Kalau Bukan Karena Sholat, Mungkin Kita Sudah Kalah
Hidup ini memang bukan arena yang mudah. Kadang kita kuat, kadang kita ambruk. Ada hari-hari di mana semangat terasa penuh, tapi tak sedikit juga hari-hari yang terasa gelap, berat, dan membuat kita ingin menyerah.
Sholat bukan hanya penenang; ia adalah penguat, penyembuh, dan jalan keluar. Di dalamnya ada ruang untuk menangis, untuk mengadu, untuk meminta, dan untuk mengosongkan hati yang penuh beban. Setiap gerakan, setiap ayat, adalah seperti kata-kata dari langit yang menyusun ulang jiwa kita yang mulai retak.
Dan, mungkin bukan kekuatan kita sendiri yag membuat kita masih bisa berdiri hari ini, tapi karena di satu titik sujud kita.
Referensi:
- Everyday Health. (2023, November 8). What Are Affirmations? Retrieved from https://www.everydayhealth.com/emotional-health/what-are-affirmations/
- Setyaputra, M. G., Sebayang, S. M., & Ningrum, E. W. (2023). Hubungan Religious Coping dengan Resiliensi pada Pasien Stroke di Wilayah Kerja Puskesmas Purwokerto Selatan.
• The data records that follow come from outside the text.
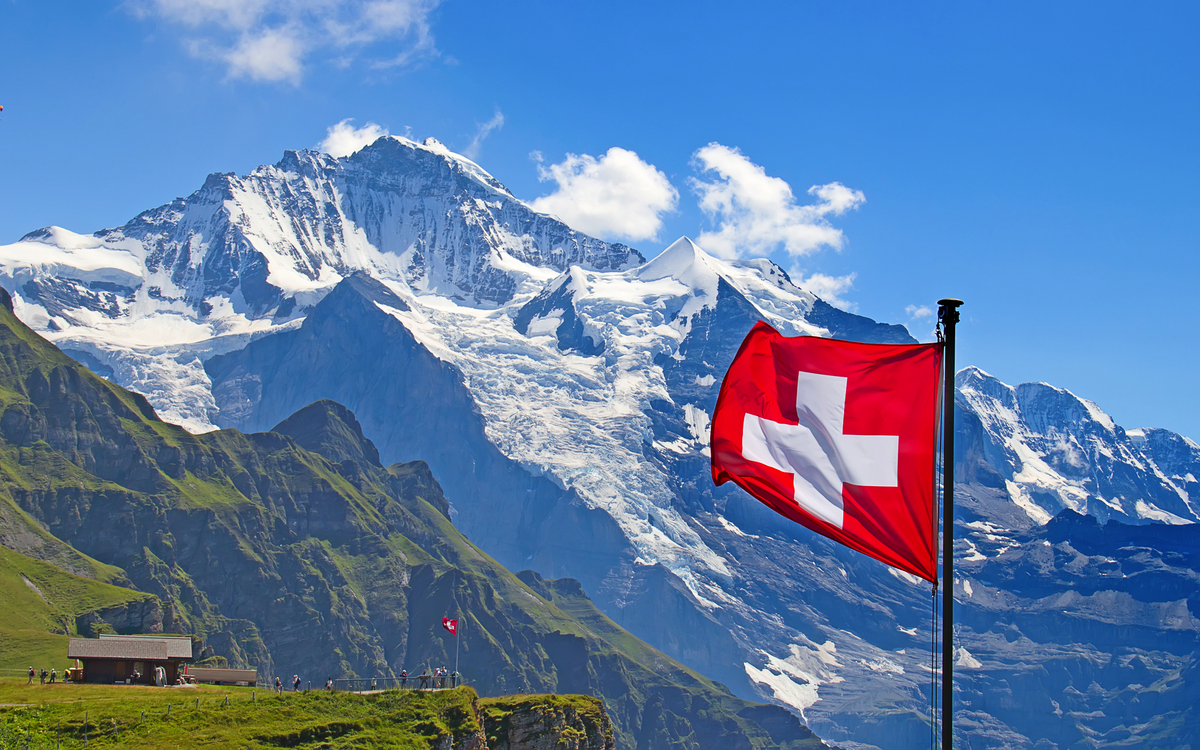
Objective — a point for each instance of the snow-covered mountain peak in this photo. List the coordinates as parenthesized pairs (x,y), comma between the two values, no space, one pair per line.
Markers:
(684,262)
(1056,451)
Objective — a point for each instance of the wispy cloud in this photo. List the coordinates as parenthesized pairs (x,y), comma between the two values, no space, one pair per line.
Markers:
(921,318)
(343,138)
(484,131)
(616,196)
(756,214)
(829,288)
(273,40)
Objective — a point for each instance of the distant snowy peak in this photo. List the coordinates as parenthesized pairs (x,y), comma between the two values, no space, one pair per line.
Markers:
(271,243)
(1056,451)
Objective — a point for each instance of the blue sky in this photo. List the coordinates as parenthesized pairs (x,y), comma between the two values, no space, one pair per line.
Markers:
(1038,160)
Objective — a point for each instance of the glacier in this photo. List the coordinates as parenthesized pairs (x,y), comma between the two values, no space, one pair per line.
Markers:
(561,388)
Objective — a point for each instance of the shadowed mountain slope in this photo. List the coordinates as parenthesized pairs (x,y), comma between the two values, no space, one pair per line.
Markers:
(297,562)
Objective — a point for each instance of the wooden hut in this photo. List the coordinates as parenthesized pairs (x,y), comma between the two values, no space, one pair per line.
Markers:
(117,659)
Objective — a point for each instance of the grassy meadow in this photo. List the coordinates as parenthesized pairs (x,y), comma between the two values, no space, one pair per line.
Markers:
(65,715)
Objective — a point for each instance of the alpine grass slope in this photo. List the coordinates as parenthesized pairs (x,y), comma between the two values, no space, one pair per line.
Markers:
(561,390)
(295,551)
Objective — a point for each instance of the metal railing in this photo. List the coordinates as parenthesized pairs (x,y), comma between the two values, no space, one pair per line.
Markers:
(413,682)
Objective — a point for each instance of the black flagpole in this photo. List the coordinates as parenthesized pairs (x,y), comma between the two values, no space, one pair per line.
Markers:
(948,316)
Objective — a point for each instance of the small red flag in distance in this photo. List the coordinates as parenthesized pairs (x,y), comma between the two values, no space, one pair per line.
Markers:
(838,436)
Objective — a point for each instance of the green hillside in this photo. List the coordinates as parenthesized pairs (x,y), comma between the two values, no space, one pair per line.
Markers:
(118,717)
(297,552)
(43,605)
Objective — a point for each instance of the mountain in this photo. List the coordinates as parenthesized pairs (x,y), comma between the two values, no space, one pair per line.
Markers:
(297,550)
(567,420)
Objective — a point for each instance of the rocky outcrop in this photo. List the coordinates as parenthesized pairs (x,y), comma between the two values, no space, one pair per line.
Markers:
(137,616)
(546,723)
(301,553)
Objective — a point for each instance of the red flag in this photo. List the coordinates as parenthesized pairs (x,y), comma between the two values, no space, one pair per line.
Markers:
(839,437)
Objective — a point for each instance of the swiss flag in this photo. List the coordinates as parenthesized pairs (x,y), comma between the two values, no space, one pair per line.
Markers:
(838,436)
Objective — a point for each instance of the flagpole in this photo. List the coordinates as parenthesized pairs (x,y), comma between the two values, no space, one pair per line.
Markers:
(948,316)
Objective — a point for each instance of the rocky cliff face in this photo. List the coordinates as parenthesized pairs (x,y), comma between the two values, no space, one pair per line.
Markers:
(546,723)
(297,550)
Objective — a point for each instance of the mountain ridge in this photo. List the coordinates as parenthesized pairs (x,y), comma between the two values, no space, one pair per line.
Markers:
(575,419)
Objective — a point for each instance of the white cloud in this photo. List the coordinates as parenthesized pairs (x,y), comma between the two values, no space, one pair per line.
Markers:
(921,316)
(829,288)
(270,40)
(485,130)
(617,196)
(756,214)
(273,55)
(343,138)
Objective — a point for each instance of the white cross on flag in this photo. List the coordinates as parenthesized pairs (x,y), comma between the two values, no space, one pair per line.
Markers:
(838,436)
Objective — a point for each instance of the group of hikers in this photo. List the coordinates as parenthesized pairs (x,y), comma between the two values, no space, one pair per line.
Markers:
(441,677)
(425,681)
(295,684)
(47,677)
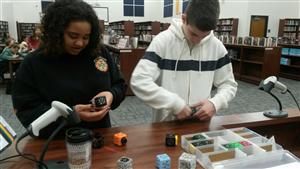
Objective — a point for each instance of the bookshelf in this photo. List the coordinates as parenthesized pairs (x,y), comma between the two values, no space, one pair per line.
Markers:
(145,30)
(3,33)
(123,28)
(227,26)
(252,63)
(25,29)
(290,62)
(101,26)
(289,31)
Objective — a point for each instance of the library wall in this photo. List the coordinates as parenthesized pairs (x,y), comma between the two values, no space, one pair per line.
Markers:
(152,11)
(275,9)
(29,11)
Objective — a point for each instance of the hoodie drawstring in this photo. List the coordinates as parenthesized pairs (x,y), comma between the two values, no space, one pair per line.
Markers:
(199,59)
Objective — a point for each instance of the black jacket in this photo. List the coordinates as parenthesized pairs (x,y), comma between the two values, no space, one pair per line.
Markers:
(69,79)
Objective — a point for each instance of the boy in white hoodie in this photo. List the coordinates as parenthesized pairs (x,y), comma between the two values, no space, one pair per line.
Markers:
(181,66)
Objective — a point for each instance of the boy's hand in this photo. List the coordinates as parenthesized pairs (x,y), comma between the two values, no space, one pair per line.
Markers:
(184,113)
(205,110)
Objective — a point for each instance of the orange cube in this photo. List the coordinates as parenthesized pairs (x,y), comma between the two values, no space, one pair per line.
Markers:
(120,139)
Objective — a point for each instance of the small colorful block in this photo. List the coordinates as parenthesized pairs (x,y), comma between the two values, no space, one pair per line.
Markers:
(163,161)
(124,163)
(245,143)
(198,137)
(187,161)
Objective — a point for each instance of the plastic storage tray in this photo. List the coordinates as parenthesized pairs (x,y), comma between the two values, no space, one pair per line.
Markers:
(235,148)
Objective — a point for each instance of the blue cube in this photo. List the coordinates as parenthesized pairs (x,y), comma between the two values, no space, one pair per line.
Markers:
(163,161)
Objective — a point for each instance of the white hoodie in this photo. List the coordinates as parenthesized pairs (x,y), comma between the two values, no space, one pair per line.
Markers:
(171,75)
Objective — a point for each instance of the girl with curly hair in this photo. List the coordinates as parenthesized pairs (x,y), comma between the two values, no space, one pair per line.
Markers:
(71,66)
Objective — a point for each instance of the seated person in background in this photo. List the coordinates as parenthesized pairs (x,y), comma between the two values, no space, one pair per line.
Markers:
(73,68)
(8,53)
(181,66)
(23,51)
(34,40)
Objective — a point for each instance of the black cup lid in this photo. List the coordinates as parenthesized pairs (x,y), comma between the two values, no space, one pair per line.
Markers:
(78,135)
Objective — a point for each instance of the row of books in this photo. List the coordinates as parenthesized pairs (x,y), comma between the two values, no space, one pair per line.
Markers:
(289,40)
(285,61)
(249,40)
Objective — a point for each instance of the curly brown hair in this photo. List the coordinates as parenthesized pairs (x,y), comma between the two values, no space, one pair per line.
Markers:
(58,17)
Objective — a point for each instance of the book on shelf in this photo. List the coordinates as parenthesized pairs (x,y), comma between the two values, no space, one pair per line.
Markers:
(294,52)
(123,43)
(285,61)
(262,41)
(272,41)
(255,41)
(232,40)
(248,40)
(285,51)
(240,40)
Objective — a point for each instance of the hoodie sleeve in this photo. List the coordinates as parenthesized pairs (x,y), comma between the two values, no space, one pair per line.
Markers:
(225,83)
(144,77)
(118,88)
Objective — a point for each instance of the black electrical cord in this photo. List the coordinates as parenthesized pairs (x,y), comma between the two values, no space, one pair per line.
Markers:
(26,155)
(294,98)
(45,148)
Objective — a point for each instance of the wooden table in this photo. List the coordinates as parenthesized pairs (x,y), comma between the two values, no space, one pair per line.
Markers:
(11,62)
(147,140)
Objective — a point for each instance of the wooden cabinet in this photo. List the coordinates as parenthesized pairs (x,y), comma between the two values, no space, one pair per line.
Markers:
(289,31)
(253,64)
(290,62)
(126,59)
(123,28)
(227,27)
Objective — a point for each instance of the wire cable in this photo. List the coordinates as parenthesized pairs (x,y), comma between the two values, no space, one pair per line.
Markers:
(45,148)
(25,155)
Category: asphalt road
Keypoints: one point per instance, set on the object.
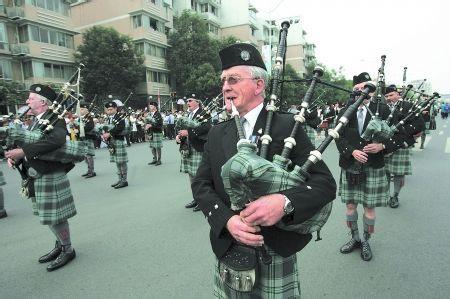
(140, 241)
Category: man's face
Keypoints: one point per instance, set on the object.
(239, 87)
(392, 97)
(111, 110)
(37, 106)
(192, 104)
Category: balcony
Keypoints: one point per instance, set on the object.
(15, 13)
(142, 33)
(20, 50)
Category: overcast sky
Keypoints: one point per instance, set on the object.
(355, 33)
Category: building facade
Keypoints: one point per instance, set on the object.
(148, 22)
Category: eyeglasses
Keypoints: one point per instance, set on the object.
(231, 80)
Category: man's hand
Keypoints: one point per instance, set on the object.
(373, 148)
(16, 154)
(360, 156)
(265, 211)
(183, 133)
(244, 232)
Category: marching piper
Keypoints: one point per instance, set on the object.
(398, 164)
(154, 128)
(192, 141)
(47, 182)
(114, 137)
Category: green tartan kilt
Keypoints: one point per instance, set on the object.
(53, 201)
(311, 133)
(120, 156)
(90, 147)
(277, 280)
(156, 140)
(2, 179)
(399, 163)
(373, 193)
(427, 127)
(190, 164)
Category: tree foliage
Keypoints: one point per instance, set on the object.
(112, 63)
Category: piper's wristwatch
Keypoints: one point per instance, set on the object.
(288, 207)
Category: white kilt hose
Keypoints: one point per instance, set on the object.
(374, 192)
(53, 201)
(89, 143)
(277, 280)
(120, 156)
(191, 163)
(156, 140)
(399, 163)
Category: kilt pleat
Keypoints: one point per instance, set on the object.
(90, 147)
(53, 201)
(373, 193)
(399, 163)
(277, 280)
(156, 140)
(2, 179)
(190, 164)
(120, 156)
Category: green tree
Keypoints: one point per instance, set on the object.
(112, 63)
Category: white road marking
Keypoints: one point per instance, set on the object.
(447, 146)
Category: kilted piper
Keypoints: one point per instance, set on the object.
(398, 164)
(363, 176)
(88, 139)
(192, 141)
(48, 185)
(3, 213)
(244, 78)
(114, 137)
(154, 126)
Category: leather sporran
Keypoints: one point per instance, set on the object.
(239, 269)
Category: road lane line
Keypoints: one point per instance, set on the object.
(447, 146)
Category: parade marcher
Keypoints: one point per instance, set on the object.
(192, 141)
(88, 138)
(154, 128)
(48, 185)
(115, 140)
(363, 176)
(398, 164)
(3, 213)
(244, 78)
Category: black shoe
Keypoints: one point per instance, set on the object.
(393, 203)
(62, 259)
(91, 175)
(3, 214)
(191, 204)
(350, 246)
(366, 252)
(115, 184)
(121, 185)
(53, 254)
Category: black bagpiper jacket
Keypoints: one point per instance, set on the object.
(307, 199)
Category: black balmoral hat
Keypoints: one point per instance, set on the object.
(391, 88)
(43, 90)
(241, 54)
(110, 104)
(363, 77)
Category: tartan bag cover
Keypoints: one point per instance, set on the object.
(72, 151)
(248, 176)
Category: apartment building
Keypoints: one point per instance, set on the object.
(148, 22)
(209, 10)
(36, 41)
Jurnal Sehat Mandiri, 18(1), 12-22.
- UIN Syarif Hidayatullah Jakarta. (2021, Juni 1). Prof. Huzaemah: Shalat Membuat Hidup Menjadi Tenang. Retrieved from https://www.uinjkt.ac.id/id/prof-huzaemah-shalat-membuat-hidup-menjadi-tenang/
- Universitas Kristen Krida Wacana. (2022, September 22). Riset Bidang Cognitive Performance di Sektor Pribadi, Industri, dan Jasa Sesuai Ritme Sirkadian Indonesia. Retrieved from https://ukrida.ac.id/news/2796/riset-bidang-cognitive-performance-di-sektor-pribadi-industri-dan-jasa-sesuai-ritme-sirkadian-indonesia
- Utama, R. A. N. A., Oktarlina, R. Z., & Oktafany, O. (2022). Pemanfaatan Gerakan Salat Sebagai Upaya Mencegah dan Mengatasi Hipertensi. Medical Profession Journal of Lampung, 12(1), 9-13.